Anyway, the test shows a significant savings when using compressed data versus uncompressed data (for just the above test where compression works really well!). In particular, for compressed data:
API time takes 10x less for a single entity (41ms versus 387ms on average)
Storage used is significantly less (so it doesn't look like GAE is doing any compression on your data).
Unexpectedly, CPU time is about 50% less (130ms versus 180ms when fetching 100 entities). I expected CPU time to be a little worse since the compressed data has to be uncompressed. There must be some other CPU work (like decoding the protocol buffer) which is even more CPU work for the much larger uncompressed data.
These differences mean wall clock time is also significantly faster for the compressed version (<100ms versus 426ms when fetching 100 entities).

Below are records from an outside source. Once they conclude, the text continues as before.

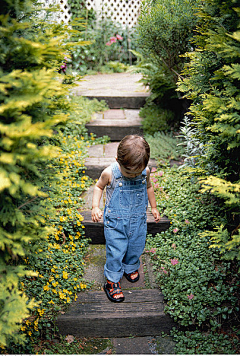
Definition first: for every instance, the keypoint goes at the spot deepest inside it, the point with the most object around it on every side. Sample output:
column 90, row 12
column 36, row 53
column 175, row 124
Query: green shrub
column 164, row 30
column 155, row 119
column 200, row 290
column 164, row 146
column 212, row 82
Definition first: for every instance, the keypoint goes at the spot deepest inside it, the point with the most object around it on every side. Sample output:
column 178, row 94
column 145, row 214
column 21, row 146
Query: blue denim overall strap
column 125, row 225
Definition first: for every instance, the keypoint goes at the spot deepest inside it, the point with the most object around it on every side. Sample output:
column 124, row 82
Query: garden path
column 133, row 326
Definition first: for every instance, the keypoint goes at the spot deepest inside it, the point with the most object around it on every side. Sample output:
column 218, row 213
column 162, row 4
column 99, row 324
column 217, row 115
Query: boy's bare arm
column 151, row 198
column 104, row 180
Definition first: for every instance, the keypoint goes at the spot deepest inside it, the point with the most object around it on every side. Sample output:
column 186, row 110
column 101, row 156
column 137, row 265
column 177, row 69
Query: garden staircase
column 142, row 312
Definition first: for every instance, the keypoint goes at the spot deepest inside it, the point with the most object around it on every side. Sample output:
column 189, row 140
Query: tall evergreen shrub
column 32, row 101
column 212, row 82
column 164, row 29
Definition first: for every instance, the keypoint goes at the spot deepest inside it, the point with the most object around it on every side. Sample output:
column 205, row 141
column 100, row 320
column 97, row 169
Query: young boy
column 128, row 189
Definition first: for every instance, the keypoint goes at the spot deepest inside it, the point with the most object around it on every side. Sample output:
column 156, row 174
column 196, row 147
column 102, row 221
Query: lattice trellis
column 122, row 11
column 65, row 13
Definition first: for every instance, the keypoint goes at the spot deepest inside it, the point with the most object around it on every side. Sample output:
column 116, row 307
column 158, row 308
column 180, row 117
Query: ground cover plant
column 58, row 261
column 201, row 290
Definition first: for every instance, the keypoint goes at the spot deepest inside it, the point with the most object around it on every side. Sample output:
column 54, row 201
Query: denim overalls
column 125, row 224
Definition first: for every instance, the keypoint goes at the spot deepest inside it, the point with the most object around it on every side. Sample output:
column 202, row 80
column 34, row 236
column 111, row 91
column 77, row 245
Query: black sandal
column 113, row 289
column 129, row 276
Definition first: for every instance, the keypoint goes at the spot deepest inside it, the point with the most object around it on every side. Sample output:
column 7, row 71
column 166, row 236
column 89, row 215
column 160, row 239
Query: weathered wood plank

To make it easier to take advantage of compression, I wrote a custom CompressedDataProperty which handles all of the compressing/decompressing business so you don't have to worry about it (I used it in the above tests too). You can get the source from the above link, but I've also included it here since I wrote it for this answer:
from google.appengine.ext import db
import zlib
class CompressedDataProperty(db.Property):
"""A property for storing compressed data or text.
Example usage:
>>> class CompressedDataModel(db.Model):
... ct = CompressedDataProperty()
You create a compressed data property, simply specifying the data or text:
>>> model = CompressedDataModel(ct='example uses text too short to compress well')
>>> model.ct
'example uses text too short to compress well'
>>> model.ct = 'green'
>>> model.ct
'green'
>>> model.put() # doctest: +ELLIPSIS
datastore_types.Key.from_path(u'CompressedDataModel', ...)

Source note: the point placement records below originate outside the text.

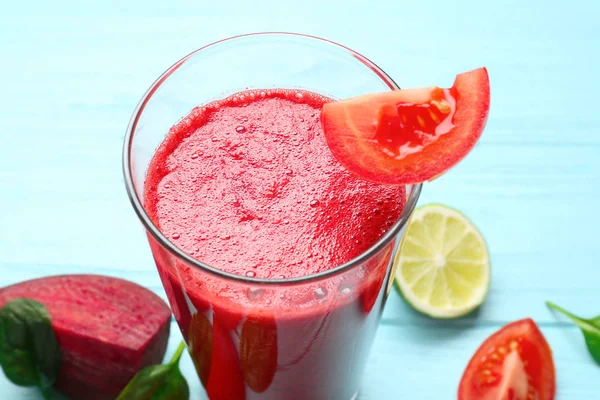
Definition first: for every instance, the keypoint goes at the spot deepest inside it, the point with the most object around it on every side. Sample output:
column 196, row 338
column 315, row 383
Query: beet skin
column 107, row 330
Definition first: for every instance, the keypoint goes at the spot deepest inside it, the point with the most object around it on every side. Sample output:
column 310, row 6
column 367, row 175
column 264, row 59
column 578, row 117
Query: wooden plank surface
column 73, row 73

>>> model2 = CompressedDataModel.all().get()
>>> model2.ct
'green'
Compressed data is not indexed and therefore cannot be filtered on:
>>> CompressedDataModel.gql("WHERE v = :1", 'green').count()
0
"""
data_type = db.Blob
def __init__(self, level=6, *args, **kwargs):
"""Constructor.
Args:
level: Controls the level of zlib's compression (between 1 and 9).
"""
super(CompressedDataProperty, self).__init__(*args, **kwargs)
self.level = level
def get_value_for_datastore(self, model_instance):
value = self.__get__(model_instance, model_instance.__class__)
if value is not None:
return db.Blob(zlib.compress(value, self.level))
def make_value_from_datastore(self, value):
if value is not None:
return zlib.decompress(value)

I think this should be pretty easy to test. Just create 2 handlers, one that compresses the data, and one that doesn't, and record how much cpu each one uses (using the appstats package for whichever language you are developing with.) You should also create 2 entity types, one for the compressed data, one for the uncompressed.
Load in a few hundred thousand or a million entities (using the task queue perhaps). Then you can check the disk space usage in the administrator's console, and see how much each entity type uses. If the data is compressed internally by app engine, you shouldn't see much difference in the space used (unless their compression is significantly better than yours) If it is not compressed, there should be a stark difference.
Of course, you may want to hold off on this type of testing until you know for sure that these entities will account for a significant portion of your quota usage and/or your page load time.
Alternatively, you could wait for Nick or Alex to pop in and they could probably tell you whether the data is compressed in the datastore or not.